📖 What is User Account Control (UAC)?
User Account Control (UAC) is a Windows security feature that prevents unauthorized changes to the operating system by requiring administrative approval for high-privilege tasks. When a program attempts to make a system-level change, UAC prompts the user for permission or an administrator password before proceeding.
"Student, if a user complains that they cannot install software without a prompt for a password, UAC is the feature causing this behavior."
📚 Certification: CompTIA A+ Certification Exam Core 2 (220-1102)
🔑 What are the Key Concepts of User Account Control (UAC)?
- ▸ Implements the Principle of Least Privilege by running applications with standard user permissions until administrative elevation is explicitly requested and approved.
- ▸ Distinguishes between Consent prompts for administrators, who simply click 'Yes', and Credential prompts for standard users, who must provide admin credentials.
- ▸ Utilizes the Secure Desktop feature, which dims the screen to prevent malicious software from simulating clicks or interacting with the elevation prompt.
- ▸ Offers configurable notification levels via a slider, allowing administrators to balance system security against user convenience and the frequency of prompts.
🎯 How does User Account Control (UAC) appear on the 220-1102 Exam?
You may be asked to troubleshoot a situation where a user is unable to install a legitimate driver because they lack the necessary permissions and are seeing a password prompt.

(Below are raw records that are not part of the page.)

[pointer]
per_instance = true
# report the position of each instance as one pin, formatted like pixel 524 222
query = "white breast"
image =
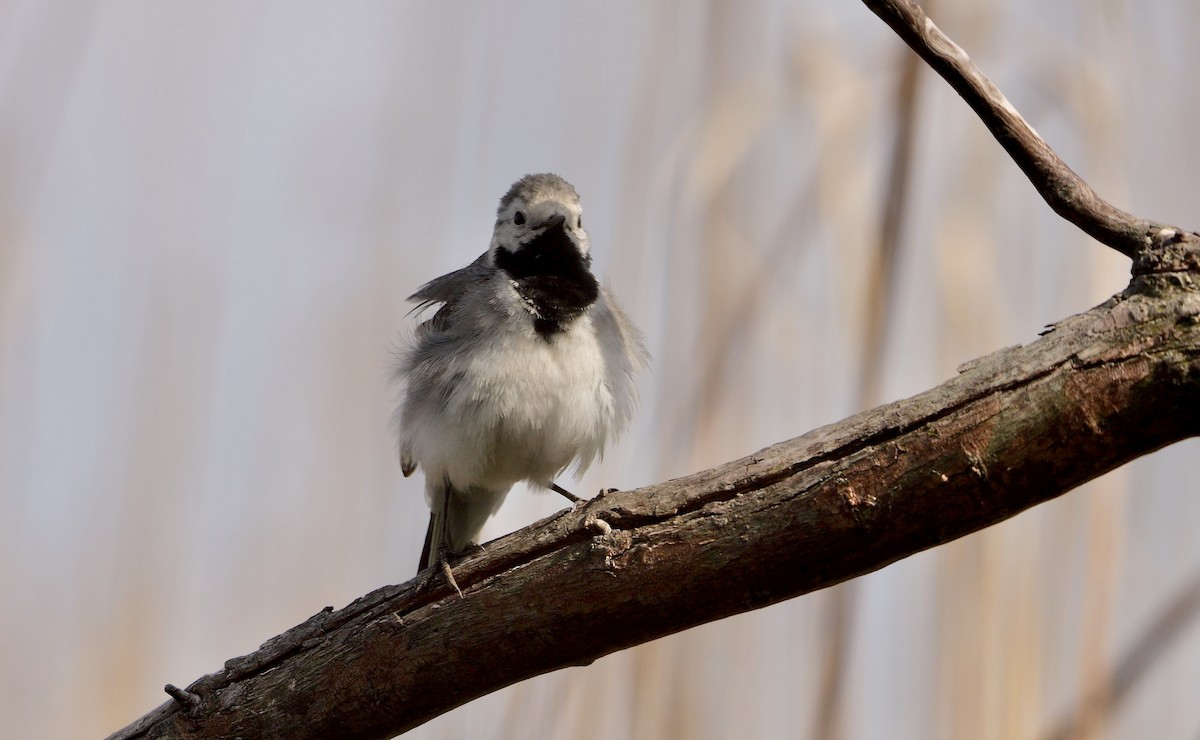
pixel 527 409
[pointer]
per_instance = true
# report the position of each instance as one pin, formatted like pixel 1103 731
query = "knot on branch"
pixel 187 699
pixel 1168 250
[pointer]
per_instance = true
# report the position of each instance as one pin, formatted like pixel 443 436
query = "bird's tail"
pixel 456 517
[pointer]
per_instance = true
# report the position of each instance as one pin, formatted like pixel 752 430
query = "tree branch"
pixel 1013 429
pixel 1063 190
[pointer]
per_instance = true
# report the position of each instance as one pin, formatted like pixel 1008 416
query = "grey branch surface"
pixel 1011 431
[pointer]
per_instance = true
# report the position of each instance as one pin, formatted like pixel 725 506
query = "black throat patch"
pixel 552 277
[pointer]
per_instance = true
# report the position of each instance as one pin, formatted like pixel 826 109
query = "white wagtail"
pixel 526 368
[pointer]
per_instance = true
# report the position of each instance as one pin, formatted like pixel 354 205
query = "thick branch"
pixel 1011 431
pixel 1063 190
pixel 1014 429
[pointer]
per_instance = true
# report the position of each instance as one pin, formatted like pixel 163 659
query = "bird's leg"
pixel 442 566
pixel 444 561
pixel 570 497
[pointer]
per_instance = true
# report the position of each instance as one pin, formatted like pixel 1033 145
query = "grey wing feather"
pixel 449 287
pixel 448 290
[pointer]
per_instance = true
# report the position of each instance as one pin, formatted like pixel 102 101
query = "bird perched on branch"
pixel 526 368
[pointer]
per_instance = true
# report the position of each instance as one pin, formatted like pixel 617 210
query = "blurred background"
pixel 211 214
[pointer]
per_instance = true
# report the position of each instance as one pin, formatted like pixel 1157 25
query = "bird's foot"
pixel 442 567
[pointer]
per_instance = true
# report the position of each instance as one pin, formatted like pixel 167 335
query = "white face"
pixel 522 221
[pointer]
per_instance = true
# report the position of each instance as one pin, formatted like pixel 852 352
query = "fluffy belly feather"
pixel 527 409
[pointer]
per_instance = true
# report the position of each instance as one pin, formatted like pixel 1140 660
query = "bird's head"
pixel 540 245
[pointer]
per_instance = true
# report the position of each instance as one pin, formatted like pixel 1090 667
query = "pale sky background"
pixel 211 214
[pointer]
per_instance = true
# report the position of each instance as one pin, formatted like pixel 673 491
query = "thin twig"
pixel 1063 190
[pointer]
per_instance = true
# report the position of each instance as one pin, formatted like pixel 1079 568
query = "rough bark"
pixel 1011 431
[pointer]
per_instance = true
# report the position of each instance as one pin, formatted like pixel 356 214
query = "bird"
pixel 527 368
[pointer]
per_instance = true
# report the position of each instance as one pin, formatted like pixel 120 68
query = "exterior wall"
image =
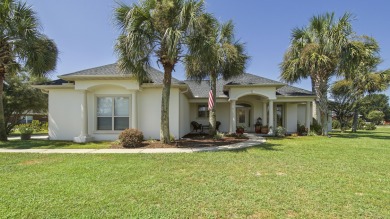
pixel 98 91
pixel 184 116
pixel 292 117
pixel 149 112
pixel 64 114
pixel 302 114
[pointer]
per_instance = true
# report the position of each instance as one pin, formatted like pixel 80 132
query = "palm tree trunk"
pixel 3 132
pixel 355 118
pixel 164 128
pixel 321 87
pixel 213 116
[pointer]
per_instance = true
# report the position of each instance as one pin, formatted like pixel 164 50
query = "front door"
pixel 242 117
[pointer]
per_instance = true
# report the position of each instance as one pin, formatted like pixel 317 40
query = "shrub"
pixel 336 124
pixel 131 138
pixel 218 136
pixel 280 131
pixel 370 126
pixel 36 125
pixel 172 138
pixel 25 129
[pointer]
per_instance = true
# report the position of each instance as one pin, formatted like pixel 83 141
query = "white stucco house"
pixel 99 103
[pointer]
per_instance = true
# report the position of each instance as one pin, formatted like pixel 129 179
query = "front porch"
pixel 248 110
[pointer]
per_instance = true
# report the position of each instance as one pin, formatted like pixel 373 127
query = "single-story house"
pixel 99 103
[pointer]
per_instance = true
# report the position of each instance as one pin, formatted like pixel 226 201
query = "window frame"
pixel 112 113
pixel 207 111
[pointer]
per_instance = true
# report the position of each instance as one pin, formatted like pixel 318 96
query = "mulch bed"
pixel 191 141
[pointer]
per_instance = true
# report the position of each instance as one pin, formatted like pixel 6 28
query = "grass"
pixel 346 176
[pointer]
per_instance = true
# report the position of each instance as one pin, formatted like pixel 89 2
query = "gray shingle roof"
pixel 250 79
pixel 155 75
pixel 201 90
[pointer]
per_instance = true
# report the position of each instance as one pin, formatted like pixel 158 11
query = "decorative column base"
pixel 82 139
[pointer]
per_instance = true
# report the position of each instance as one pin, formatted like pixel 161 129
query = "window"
pixel 203 111
pixel 113 113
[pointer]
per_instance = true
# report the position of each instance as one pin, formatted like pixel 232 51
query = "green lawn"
pixel 44 144
pixel 346 176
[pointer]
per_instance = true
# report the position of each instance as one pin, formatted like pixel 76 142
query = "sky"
pixel 85 31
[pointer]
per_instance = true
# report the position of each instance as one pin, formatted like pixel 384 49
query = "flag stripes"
pixel 211 101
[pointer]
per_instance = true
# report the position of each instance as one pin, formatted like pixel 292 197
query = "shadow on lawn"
pixel 362 134
pixel 265 146
pixel 34 143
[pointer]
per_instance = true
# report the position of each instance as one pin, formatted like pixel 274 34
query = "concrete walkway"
pixel 252 141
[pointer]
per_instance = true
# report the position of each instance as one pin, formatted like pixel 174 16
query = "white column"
pixel 265 122
pixel 134 122
pixel 308 115
pixel 84 120
pixel 232 116
pixel 271 118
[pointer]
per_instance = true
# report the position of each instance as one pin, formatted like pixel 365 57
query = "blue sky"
pixel 85 33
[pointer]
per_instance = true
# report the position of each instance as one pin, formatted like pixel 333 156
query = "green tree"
pixel 21 99
pixel 376 116
pixel 22 45
pixel 315 53
pixel 219 55
pixel 360 59
pixel 343 102
pixel 373 102
pixel 160 28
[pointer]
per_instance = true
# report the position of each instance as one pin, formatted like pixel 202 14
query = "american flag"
pixel 211 101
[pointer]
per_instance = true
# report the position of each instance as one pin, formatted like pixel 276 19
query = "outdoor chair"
pixel 196 126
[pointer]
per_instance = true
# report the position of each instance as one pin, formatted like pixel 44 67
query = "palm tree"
pixel 22 45
pixel 360 59
pixel 315 53
pixel 220 55
pixel 159 28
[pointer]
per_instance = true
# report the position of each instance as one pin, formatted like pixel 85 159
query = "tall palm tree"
pixel 360 59
pixel 219 55
pixel 22 45
pixel 159 28
pixel 315 53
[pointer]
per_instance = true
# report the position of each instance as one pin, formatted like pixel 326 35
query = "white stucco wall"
pixel 101 91
pixel 149 112
pixel 302 114
pixel 64 114
pixel 291 117
pixel 184 115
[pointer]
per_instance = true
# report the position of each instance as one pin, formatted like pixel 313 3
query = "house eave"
pixel 94 77
pixel 254 85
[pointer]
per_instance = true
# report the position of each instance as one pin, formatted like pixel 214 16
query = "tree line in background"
pixel 329 47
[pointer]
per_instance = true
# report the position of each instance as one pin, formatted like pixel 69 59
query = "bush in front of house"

A scenario might describe a security audit where you must explain why administrative users are still prompted for permission before modifying the Windows Registry or System32 folder to prevent accidental changes.
Expect questions regarding the visual behavior of Windows, such as the screen dimming during a prompt, and identifying this as the Secure Desktop feature designed to prevent clickjacking attacks.
❓ Frequently Asked Questions
Does disabling UAC mean the user now has full administrative rights for every action?
Not exactly. Disabling UAC stops the notification prompts, but it doesn't change the user's account type. It simply allows the system to attempt actions using the user's existing token without asking for confirmation first.
Why can't I just disable UAC to make software installation easier for my users?
Disabling UAC significantly increases the risk of malware infections. Without these prompts, malicious scripts can make system-level changes, install rootkits, or modify registry keys without the user's knowledge or consent.